BY JENNIFER MCDERMOTT AND JOEAL CALUPITAN
In Malabon, Philippines, Marilene Capentes, a 47-year-old waste collector, is contributing to environmental sustainability by collecting segregated garbage. This initiative, supported by the Mother Earth Foundation, part of the Global Alliance for Incinerator Alternatives, aims to reduce methane emissions from food waste in landfills. Local residents, like 50-year-old Vilma Mendoza, have learned the importance of separating organic waste to limit methane emissions, a potent greenhouse gas.
This effort is part of a broader global movement led by organizations like the Global Alliance for Incinerator Alternatives (GAIA) and the Clean Air Task Force, focusing on reducing waste in landfills and incinerators to combat climate change. Waste pickers worldwide play a crucial role in this process, particularly in the Global South, by collecting, sorting, recycling, and selling materials.

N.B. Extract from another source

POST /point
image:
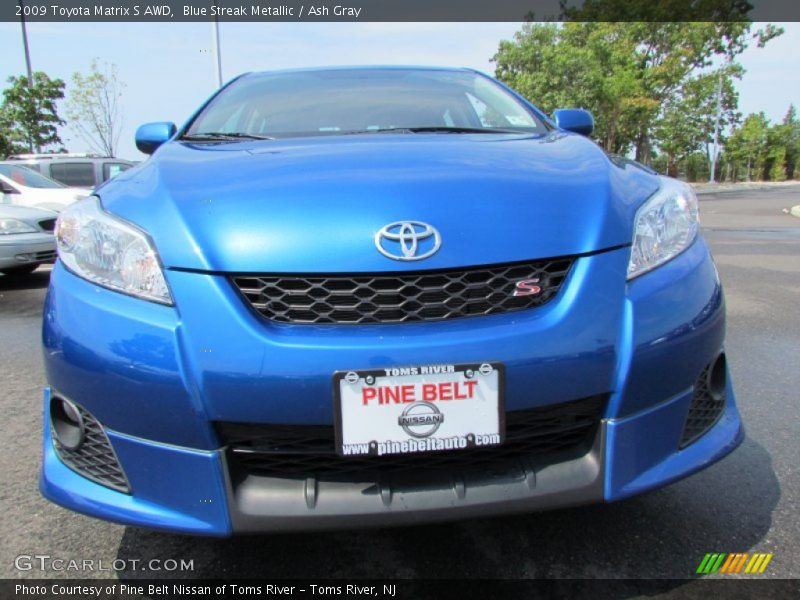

The Global Methane Pledge, launched in 2021, has further emphasized the importance of reducing methane emissions, with over 100 countries committing to a 30% reduction by 2030. The waste sector, particularly in the Global South, is a significant contributor to methane emissions, primarily from organic waste.
In Malabon, organic waste is converted into compost for community gardens and biogas for cooking, showcasing a sustainable waste management cycle. However, challenges exist in implementing these systems, such as initial costs, education, and market limitations for organic materials.
Similar initiatives are emerging in other countries, like Brazil, under President Luiz Inácio Lula da Silva, focusing on supporting waste pickers and investing in waste recycling. In South Africa, experiments in organic waste separation are being conducted in Durban, indicating a growing interest in sustainable waste management practices across the globe.